During the migration, it is important to note that:
After the compensation system as a pilot, Amap also plans to migrate the data of other systems such as the financial system and clearing and settlement system to OceanBase Database in the future. Although the current version of OceanBase Cloud is not perfect, the company has gained rich experience from the work with the OceanBase team. After the compensation system started to use OceanBase Database, we made a preliminary assessment of future benefits.
First, we compared the costs of XDB and OceanBase Database. OceanBase Database achieves a high data compression ratio based on its cutting-edge data encoding and compression technology. In general, business data can be compressed to about 30% of its original size, making it possible to cut down the overall price of OceanBase Database. According to our calculation results, 6 TB of data stored in an XDB with specifications of 16 CPU cores and 64 GB memory can be compressed into 1.8 TB when stored in an OceanBase database with specifications of 8 CPU cores and 32 GB memory. At the storage volume of 6 TB, the costs of XDB and OceanBase Database are the same. When more data needs to be stored, the costs of OceanBase Database will be less than those of XDB.

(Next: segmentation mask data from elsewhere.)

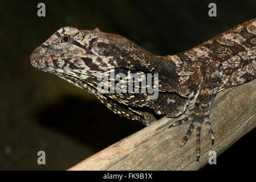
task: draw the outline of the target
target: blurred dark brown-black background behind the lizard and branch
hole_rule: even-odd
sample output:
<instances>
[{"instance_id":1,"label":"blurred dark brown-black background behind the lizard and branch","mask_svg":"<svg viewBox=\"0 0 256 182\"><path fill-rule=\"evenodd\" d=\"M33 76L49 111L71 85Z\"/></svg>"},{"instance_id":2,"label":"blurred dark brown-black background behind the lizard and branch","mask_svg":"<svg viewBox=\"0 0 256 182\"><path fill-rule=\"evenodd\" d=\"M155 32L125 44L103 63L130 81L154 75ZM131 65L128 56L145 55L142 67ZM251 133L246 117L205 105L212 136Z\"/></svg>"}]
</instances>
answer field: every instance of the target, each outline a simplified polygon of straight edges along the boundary
<instances>
[{"instance_id":1,"label":"blurred dark brown-black background behind the lizard and branch","mask_svg":"<svg viewBox=\"0 0 256 182\"><path fill-rule=\"evenodd\" d=\"M37 16L44 2L46 17ZM217 17L208 16L210 2ZM256 1L1 1L0 169L67 169L142 129L95 96L40 72L30 53L60 27L123 35L158 55L197 46L256 18ZM182 139L181 134L181 139ZM255 130L202 170L247 169L255 163ZM39 166L37 152L46 152Z\"/></svg>"}]
</instances>

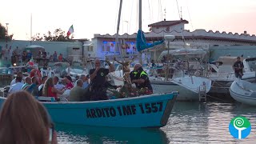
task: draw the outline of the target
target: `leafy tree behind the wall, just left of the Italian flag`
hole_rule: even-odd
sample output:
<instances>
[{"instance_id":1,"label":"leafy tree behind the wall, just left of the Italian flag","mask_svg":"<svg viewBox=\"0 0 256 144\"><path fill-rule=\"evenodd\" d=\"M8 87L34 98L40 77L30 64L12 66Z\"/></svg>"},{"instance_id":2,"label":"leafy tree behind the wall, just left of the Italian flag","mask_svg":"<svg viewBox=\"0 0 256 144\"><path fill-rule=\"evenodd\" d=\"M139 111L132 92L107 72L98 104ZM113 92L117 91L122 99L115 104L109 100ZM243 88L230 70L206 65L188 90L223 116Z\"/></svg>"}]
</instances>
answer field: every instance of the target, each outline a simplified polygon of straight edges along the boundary
<instances>
[{"instance_id":1,"label":"leafy tree behind the wall, just left of the Italian flag","mask_svg":"<svg viewBox=\"0 0 256 144\"><path fill-rule=\"evenodd\" d=\"M66 32L63 31L62 29L56 29L54 30L54 34L52 34L50 31L48 31L47 34L43 34L41 36L39 33L36 34L33 38L32 41L54 41L54 42L70 42L74 36L72 35L71 38L66 35Z\"/></svg>"}]
</instances>

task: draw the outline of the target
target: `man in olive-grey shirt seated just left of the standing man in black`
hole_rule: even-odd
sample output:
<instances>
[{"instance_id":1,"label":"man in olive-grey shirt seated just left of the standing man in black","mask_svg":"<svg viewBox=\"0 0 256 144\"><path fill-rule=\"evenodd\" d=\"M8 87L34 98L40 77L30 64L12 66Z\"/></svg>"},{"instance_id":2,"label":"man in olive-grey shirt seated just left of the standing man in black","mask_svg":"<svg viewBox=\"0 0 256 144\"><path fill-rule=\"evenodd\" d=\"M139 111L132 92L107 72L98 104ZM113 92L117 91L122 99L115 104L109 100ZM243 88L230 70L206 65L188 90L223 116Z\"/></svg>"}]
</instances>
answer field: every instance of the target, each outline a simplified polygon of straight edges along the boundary
<instances>
[{"instance_id":1,"label":"man in olive-grey shirt seated just left of the standing man in black","mask_svg":"<svg viewBox=\"0 0 256 144\"><path fill-rule=\"evenodd\" d=\"M70 102L84 101L83 96L86 91L82 88L82 85L83 85L82 79L78 79L77 86L75 86L70 90L70 97L68 99Z\"/></svg>"}]
</instances>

In addition, DTS, including Data Replication Center (DRC) subscription, also incurs implicit subscription costs, which are almost equal to the XDB costs. On the contrary, OMS is free for now.
As a database capable of hybrid transaction and analytical processing (HTAP), OceanBase Database also supports and optimizes online analytical processing (OLAP). Amap can try to migrate data from Lindorm to OceanBase Database. This allows the company to manage online data in the same storage system and save costs for Lindorm.
Second, geo-disaster recovery. OceanBase Database supports the Five IDCs across Three Regions deployment with strong data consistency. This feature provides city-level disaster recovery without data loss and substantially improves business stability.
Third, the distributed architecture of OceanBase Database supports dynamic scaling. The data storage of the business system can be smoothly scaled out as needed. The scaling process is transparent to the business and causes zero downtime. This feature also saves the costs of database scale-out and data migration in response to business surges, leading to a great reduction of the risk due to insufficient database capacity.